From 223a656fc81647e2595c3da26577594f59e8b9a7 Mon Sep 17 00:00:00 2001
From: Max Brunsfeld <maxbrunsfeld@gmail.com>
Date: Fri, 21 Jun 2019 13:12:09 -0700
Subject: [PATCH] Fix another bug in lex state merging

Reuse more logic for lex and parse state merging algorithms
---
 .../generate/build_tables/build_lex_table.rs  | 137 ++++++++++--------
 .../build_tables/build_parse_table.rs         |   5 +-
 .../build_tables/minimize_parse_table.rs      |  87 +----------
 cli/src/generate/build_tables/mod.rs          |  64 ++++++++
 .../generate/build_tables/token_conflicts.rs  |   8 +-
 cli/src/generate/tables.rs                    |  38 +----
 6 files changed, 155 insertions(+), 184 deletions(-)
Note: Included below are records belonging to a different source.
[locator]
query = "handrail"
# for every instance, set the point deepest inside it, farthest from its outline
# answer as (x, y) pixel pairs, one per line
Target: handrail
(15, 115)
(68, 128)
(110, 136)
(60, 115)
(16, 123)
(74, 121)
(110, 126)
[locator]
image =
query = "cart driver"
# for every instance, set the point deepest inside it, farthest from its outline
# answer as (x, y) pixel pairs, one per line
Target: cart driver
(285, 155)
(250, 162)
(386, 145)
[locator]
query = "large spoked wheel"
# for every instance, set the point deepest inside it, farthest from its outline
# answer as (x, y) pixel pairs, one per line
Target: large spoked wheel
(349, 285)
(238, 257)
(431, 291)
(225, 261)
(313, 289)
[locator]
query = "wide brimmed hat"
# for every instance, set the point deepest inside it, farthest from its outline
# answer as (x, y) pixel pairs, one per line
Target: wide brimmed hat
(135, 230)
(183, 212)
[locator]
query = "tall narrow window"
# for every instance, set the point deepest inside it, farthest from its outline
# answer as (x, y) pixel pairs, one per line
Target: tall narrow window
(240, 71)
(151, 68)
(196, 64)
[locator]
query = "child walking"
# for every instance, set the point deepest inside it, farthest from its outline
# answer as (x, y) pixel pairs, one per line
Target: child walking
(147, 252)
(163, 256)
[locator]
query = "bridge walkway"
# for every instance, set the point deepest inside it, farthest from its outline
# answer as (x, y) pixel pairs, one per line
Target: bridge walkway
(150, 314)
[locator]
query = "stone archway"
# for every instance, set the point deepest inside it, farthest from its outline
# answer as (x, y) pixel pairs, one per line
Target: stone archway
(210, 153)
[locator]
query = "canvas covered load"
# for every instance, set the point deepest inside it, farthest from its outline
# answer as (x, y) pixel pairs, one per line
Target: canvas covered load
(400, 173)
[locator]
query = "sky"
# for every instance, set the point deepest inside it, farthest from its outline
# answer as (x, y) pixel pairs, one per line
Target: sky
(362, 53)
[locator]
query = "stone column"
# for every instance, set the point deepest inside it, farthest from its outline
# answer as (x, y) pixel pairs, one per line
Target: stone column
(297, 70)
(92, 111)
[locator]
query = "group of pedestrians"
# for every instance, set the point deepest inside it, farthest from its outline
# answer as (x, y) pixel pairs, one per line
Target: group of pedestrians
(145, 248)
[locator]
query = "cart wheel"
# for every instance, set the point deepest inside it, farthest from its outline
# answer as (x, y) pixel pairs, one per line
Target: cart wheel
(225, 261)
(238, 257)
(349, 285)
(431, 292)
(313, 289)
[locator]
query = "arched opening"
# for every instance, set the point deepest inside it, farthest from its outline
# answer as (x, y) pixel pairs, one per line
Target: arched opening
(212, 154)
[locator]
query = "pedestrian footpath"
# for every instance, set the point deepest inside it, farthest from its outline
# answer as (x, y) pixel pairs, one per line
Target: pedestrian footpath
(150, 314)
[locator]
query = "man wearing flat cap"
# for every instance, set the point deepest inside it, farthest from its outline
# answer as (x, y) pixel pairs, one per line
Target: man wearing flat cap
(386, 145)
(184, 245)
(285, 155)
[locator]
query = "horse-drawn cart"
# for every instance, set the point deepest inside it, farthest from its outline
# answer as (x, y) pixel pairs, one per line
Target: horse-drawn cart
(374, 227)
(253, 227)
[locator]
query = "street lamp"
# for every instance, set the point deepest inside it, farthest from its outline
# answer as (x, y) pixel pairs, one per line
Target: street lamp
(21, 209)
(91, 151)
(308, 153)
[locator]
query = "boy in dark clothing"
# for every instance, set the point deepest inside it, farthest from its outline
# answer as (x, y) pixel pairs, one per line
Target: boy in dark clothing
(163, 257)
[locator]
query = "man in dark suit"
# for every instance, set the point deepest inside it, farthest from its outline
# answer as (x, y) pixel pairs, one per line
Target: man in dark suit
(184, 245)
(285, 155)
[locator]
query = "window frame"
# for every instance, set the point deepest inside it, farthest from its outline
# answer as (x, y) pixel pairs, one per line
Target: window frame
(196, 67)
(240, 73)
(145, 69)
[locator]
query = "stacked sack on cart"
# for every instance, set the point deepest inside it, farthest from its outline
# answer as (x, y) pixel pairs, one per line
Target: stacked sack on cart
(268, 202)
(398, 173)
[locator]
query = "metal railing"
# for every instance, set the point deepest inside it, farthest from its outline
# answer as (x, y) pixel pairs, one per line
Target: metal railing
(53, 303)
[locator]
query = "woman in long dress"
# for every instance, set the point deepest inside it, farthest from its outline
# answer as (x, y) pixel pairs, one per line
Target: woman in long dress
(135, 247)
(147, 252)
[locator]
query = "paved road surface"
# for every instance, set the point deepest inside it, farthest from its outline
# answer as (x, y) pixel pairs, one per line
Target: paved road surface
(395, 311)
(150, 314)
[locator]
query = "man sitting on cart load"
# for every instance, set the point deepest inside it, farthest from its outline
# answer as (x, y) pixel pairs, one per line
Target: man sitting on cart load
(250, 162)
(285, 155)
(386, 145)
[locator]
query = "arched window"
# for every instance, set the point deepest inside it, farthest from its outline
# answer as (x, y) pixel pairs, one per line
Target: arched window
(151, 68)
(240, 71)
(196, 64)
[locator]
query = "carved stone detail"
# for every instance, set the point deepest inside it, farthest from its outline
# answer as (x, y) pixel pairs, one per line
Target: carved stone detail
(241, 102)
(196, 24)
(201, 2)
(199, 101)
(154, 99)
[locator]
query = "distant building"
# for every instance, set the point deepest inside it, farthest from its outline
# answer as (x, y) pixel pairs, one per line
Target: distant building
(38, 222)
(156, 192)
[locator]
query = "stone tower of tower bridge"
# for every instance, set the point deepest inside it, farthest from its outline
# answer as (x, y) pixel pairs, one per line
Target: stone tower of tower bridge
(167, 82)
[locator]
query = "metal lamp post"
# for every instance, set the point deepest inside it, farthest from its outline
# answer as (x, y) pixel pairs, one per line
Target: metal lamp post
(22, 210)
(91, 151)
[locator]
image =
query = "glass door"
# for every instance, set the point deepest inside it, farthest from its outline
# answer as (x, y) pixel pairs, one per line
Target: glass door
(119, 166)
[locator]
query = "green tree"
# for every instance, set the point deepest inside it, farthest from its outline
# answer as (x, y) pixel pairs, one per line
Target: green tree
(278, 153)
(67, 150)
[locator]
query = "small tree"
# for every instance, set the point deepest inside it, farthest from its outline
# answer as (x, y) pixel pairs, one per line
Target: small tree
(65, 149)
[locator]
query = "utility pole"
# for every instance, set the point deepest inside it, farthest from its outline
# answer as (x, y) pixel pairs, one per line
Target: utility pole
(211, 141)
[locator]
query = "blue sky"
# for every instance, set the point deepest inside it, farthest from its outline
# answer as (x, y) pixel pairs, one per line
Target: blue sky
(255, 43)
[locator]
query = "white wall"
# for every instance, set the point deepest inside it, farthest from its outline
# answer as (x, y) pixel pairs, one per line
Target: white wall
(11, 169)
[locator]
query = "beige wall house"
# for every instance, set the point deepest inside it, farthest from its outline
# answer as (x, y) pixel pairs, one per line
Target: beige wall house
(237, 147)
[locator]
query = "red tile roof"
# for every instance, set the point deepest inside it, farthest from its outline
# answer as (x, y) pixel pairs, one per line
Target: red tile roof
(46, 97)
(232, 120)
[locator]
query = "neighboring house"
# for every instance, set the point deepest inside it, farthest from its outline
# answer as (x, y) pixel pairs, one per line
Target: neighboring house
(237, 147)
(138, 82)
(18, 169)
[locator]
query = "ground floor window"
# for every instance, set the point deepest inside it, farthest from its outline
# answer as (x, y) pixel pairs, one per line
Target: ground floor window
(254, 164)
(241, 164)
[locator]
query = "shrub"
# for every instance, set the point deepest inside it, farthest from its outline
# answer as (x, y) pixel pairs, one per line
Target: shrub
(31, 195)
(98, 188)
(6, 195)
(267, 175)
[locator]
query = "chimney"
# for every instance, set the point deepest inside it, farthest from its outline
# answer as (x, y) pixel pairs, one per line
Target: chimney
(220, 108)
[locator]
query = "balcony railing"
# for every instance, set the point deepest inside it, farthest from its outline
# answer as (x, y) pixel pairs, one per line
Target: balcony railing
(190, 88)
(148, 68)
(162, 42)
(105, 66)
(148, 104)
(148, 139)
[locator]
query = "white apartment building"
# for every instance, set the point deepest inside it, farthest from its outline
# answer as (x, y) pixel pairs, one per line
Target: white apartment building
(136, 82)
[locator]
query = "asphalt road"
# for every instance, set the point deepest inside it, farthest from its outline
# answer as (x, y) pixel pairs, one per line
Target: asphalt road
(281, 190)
diff --git a/cli/src/generate/build_tables/build_lex_table.rs b/cli/src/generate/build_tables/build_lex_table.rs
index 0e3da4ff..f1d1acf1 100644
--- a/cli/src/generate/build_tables/build_lex_table.rs
+++ b/cli/src/generate/build_tables/build_lex_table.rs
@@ -1,5 +1,6 @@
 use super::coincident_tokens::CoincidentTokenIndex;
 use super::item::TokenSet;
+use super::split_state_id_groups;
 use super::token_conflicts::TokenConflictMap;
 use crate::generate::grammars::{LexicalGrammar, SyntaxGrammar};
 use crate::generate::nfa::{CharacterSet, NfaCursor};
@@ -7,7 +8,7 @@ use crate::generate::rules::Symbol;
 use crate::generate::tables::{AdvanceAction, LexState, LexTable, ParseStateId, ParseTable};
 use log::info;
 use std::collections::hash_map::Entry;
-use std::collections::{BTreeMap, HashMap, VecDeque};
+use std::collections::{HashMap, VecDeque};
 use std::mem;
 
 pub(crate) fn build_lex_table(
@@ -251,13 +252,15 @@ fn merge_token_set(
         };
 
         for existing_token in set_without_terminal.terminals() {
-            if token_conflict_map.does_conflict(i, existing_token.index) ||
-               token_conflict_map.does_match_prefix(i, existing_token.index) {
+            if token_conflict_map.does_conflict(i, existing_token.index)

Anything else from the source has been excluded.